WHO warns against ‘initially promising’ Covid therapy
The World Health Organization (WHO) has advised against using plasma containing Covid-19 antibodies to treat patients with the virus, finding it to be both ineffective and a waste of resources.
In an advisory published by the British Medical Journal on Monday night, WHO experts warned that “a transfusion of blood plasma from someone who has recovered from Covid-19” – known as convalescent plasma therapy – “is not recommended for patients with Covid-19.”
The organization issued a particularly “strong recommendation” against the therapy for those experiencing mild illness and a general recommendation against it for those with severe or critical illness.
“Despite its initial promise, current evidence shows that it does not improve survival nor reduce the need for mechanical ventilation, and it is costly and time-consuming to administer,” the advisory declared, citing evidence from 16 trials and more than 16,000 patients.
The US National Institutes of Health made a similar ruling in August, revealing that clinical trials showed the therapy “did not prevent disease progression in a high-risk group of outpatients with Covid-19 when administered within the first week of their symptoms.”
Dr.
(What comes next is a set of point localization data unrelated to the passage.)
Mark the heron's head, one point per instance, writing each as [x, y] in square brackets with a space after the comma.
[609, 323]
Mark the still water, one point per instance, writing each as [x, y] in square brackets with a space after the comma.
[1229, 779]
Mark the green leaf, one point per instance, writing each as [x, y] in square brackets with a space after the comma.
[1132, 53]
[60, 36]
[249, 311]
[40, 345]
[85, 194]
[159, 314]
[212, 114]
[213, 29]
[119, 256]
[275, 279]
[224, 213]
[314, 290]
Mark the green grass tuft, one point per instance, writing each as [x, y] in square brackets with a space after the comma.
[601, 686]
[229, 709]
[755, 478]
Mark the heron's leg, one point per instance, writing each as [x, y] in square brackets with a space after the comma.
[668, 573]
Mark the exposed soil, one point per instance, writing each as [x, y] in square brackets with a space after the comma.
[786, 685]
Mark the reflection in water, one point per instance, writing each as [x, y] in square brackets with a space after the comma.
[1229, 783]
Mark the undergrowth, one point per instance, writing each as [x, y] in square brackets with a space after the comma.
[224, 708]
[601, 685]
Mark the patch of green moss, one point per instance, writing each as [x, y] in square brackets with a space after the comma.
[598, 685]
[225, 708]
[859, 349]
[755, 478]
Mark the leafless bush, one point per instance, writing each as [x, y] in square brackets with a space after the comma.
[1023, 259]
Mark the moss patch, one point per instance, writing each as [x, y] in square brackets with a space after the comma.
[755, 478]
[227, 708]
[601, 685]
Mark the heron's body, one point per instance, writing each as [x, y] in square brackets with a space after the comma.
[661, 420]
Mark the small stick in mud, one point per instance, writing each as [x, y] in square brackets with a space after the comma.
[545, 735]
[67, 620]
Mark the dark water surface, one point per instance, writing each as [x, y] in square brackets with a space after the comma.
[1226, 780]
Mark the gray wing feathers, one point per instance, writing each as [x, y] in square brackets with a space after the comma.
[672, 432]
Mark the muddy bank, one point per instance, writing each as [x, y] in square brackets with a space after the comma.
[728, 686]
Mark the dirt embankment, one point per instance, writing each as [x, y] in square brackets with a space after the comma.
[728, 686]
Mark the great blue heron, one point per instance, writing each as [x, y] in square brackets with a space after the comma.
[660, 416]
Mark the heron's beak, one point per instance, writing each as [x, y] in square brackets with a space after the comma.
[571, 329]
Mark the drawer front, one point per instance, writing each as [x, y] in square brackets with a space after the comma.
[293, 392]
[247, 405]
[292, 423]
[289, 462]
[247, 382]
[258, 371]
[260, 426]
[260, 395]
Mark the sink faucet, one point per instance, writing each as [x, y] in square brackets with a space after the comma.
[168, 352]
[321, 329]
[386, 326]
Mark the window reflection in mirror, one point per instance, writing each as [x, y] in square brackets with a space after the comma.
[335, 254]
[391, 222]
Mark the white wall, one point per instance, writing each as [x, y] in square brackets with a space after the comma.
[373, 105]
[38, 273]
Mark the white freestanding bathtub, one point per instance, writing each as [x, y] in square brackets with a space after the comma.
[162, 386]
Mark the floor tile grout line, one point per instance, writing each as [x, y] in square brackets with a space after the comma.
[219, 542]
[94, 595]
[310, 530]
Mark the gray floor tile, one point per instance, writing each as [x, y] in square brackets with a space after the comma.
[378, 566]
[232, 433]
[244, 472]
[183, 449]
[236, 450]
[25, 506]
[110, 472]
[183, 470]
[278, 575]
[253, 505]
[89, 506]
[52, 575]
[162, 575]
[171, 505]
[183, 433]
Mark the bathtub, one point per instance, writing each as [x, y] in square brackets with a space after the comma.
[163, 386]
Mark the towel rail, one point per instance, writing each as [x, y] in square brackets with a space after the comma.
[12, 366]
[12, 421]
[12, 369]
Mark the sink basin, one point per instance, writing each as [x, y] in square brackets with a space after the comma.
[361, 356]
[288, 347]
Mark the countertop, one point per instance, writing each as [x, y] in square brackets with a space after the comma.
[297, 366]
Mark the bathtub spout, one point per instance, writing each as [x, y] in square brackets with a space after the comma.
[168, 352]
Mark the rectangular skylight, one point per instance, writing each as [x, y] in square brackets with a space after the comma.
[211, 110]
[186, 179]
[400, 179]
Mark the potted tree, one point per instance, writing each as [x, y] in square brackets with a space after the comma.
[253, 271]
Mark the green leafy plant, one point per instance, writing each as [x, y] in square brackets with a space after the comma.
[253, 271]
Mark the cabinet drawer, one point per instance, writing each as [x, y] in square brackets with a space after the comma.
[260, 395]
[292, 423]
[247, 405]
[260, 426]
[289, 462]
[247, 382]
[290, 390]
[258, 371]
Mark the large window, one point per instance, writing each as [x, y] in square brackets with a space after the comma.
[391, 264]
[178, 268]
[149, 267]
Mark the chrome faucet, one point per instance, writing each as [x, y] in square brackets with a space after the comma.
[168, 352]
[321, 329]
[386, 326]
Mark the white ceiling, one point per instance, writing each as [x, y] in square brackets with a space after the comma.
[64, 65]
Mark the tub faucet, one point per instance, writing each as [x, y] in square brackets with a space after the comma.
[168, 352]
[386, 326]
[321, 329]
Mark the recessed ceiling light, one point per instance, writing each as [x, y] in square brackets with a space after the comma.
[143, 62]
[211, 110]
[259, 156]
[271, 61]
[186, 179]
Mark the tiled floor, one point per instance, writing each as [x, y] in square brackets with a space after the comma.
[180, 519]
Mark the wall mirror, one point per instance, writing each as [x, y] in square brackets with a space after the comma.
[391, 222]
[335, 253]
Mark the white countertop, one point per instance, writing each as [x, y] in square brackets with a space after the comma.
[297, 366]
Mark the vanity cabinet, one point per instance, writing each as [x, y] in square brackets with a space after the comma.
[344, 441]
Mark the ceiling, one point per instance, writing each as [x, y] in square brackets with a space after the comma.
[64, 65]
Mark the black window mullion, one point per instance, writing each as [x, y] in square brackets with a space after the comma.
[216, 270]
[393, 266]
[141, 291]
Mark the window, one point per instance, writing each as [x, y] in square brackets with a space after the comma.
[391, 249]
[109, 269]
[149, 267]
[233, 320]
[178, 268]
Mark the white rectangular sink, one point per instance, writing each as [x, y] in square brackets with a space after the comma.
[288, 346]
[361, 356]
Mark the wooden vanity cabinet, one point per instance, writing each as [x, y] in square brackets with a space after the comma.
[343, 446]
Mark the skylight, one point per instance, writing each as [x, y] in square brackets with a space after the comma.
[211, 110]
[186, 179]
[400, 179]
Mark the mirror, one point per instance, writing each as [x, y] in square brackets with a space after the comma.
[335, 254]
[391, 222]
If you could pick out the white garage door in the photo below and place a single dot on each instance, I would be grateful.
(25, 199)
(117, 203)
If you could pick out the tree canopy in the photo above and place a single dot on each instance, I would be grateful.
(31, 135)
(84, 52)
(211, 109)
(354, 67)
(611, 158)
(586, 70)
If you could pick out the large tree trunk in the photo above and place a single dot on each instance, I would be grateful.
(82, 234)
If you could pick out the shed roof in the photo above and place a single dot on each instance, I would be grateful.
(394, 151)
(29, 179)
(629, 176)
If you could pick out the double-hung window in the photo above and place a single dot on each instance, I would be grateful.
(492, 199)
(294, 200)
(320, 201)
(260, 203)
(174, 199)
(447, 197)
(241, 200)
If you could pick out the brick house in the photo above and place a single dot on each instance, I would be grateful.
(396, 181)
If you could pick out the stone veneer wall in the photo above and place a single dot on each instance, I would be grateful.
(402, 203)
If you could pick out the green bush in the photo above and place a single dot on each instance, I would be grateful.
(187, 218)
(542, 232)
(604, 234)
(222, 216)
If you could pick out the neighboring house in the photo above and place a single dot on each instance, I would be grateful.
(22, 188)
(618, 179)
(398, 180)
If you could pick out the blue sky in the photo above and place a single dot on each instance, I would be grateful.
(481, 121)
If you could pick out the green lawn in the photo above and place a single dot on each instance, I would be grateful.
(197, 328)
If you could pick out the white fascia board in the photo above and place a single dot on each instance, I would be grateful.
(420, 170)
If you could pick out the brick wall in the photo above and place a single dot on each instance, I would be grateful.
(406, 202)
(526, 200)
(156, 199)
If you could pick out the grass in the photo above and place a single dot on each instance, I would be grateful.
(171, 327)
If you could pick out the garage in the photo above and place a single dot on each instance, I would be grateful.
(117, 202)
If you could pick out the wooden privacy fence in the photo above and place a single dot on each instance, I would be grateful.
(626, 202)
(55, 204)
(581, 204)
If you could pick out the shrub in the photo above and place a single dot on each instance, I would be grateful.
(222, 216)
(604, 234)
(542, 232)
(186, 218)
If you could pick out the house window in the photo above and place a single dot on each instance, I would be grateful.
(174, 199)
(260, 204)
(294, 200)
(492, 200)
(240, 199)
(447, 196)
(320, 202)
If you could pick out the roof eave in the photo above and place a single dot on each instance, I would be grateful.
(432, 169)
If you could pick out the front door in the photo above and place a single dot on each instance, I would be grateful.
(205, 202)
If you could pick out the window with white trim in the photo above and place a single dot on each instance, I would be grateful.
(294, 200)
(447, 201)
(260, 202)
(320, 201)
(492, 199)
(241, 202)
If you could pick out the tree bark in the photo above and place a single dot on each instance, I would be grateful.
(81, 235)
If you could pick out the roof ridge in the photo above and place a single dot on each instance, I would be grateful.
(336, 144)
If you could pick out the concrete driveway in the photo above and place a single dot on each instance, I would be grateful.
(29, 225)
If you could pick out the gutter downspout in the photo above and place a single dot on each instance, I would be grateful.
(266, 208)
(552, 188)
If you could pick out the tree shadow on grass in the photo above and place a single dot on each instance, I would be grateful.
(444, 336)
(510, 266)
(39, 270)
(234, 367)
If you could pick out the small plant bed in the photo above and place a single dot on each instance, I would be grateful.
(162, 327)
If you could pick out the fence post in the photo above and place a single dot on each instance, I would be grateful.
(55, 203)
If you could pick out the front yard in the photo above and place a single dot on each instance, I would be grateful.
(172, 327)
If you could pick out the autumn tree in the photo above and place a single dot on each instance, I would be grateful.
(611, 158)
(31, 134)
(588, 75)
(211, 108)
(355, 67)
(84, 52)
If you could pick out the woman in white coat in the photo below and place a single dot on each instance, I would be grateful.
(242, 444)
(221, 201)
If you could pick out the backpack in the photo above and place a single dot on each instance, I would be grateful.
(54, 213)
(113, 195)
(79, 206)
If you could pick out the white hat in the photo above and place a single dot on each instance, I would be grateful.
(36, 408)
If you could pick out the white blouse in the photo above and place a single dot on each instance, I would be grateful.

Clifton Callaway, who worked on the trial, said researchers were hoping the plasma therapy “would achieve at least a 10% reduction in disease progression,” but instead had observed a reduction of less than 2%.
The US Food and Drug Administration issued an emergency-use authorization for convalescent plasma therapy in August 2020, but went on to limit its use in February to only “hospitalized patients with Covid-19 early in the disease course, or hospitalized patients who have impaired humoral immunity.”